Abstract: Which Python package or C-Library is the best option for very high precision arithmetic operations?
I have some functions which convert fractional days (0.0-0.99999..
) to a human-readible format (hours, minutes, seconds; but more importantly: milliseconds, microsecond, nanoseconds).
Conversion is done by these functions: (note that I haven't implemented timezone correction yet)
d = lambda x: decimal.Decimal(str(x))
cdef object fractional2hms(double fractional, double timezone):
cdef object total, hms, ms_mult
cdef int i
hms = [0,0,0,0,0,0]
ms_mult = (d(3600000000000), d(60000000000), d(1000000000), d(1000000), d(1000), d(1))
# hms = [0,0,0,0,0]
total = d(fractional) * d(86400000000000)
for i in range(len(ms_mult)):
hms[i] = (total - (total % ms_mult[i])) / ms_mult[i]
total = d(total % ms_mult[i])
return ([int(x) for x in hms])
And to fractional:
def to_fractional(self):
output = (self.hour / d(24.0)) + (self.minute / d(1440.0))

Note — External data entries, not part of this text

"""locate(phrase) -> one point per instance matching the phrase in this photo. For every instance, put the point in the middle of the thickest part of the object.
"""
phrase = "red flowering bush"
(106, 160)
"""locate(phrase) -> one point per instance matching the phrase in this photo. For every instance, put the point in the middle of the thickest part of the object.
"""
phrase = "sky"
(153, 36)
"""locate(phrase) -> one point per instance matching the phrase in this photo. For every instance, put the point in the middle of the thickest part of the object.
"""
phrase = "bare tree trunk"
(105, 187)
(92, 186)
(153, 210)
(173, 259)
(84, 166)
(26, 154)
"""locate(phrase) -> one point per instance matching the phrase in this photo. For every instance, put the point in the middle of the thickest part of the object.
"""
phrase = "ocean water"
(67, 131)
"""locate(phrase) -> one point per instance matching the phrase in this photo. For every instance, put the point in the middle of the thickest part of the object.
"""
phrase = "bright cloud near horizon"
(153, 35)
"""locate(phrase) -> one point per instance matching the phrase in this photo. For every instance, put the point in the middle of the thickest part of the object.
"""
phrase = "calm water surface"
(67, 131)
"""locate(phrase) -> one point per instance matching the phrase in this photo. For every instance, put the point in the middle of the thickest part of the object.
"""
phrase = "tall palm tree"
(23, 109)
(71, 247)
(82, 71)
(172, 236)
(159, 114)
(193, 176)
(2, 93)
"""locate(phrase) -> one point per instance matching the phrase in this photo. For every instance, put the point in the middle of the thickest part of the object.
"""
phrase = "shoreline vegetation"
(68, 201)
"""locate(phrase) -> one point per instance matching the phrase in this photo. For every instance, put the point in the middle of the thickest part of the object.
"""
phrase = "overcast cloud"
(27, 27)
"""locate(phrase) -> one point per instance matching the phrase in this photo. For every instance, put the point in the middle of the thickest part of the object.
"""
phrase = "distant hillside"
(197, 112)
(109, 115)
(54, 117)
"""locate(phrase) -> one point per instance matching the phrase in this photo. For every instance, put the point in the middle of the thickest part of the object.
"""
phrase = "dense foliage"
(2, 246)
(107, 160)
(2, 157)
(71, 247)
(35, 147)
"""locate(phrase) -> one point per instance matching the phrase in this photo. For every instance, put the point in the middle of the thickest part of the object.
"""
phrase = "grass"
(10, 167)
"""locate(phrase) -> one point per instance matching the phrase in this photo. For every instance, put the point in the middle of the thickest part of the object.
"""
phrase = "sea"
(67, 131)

output += (self.second / d(86400.0)) + (self.millisecond / d(86400000.0))
output += self.microsecond / d(86400000000.0)
output += self.nanosecond * (d(8.64) * d(10)**d(-9))
return output
My results of a back-and-forth conversion are inaccurate, however:
jdatetime.DayTime.fromfractional(d(0.567784356873)).to_fractional()
Decimal('0.56779150214342592592592592592592592592592592592592592592592592592592592592592592592592592592592592592592592592592')
# Difference in-out: Decimal('0.000007145270')
When I change d()
to return a regular Python float:
# Difference in-out: 7.1452704258900823e-06 (same)
My question is therefore: Which Python package or C-library is able to do this more accurately?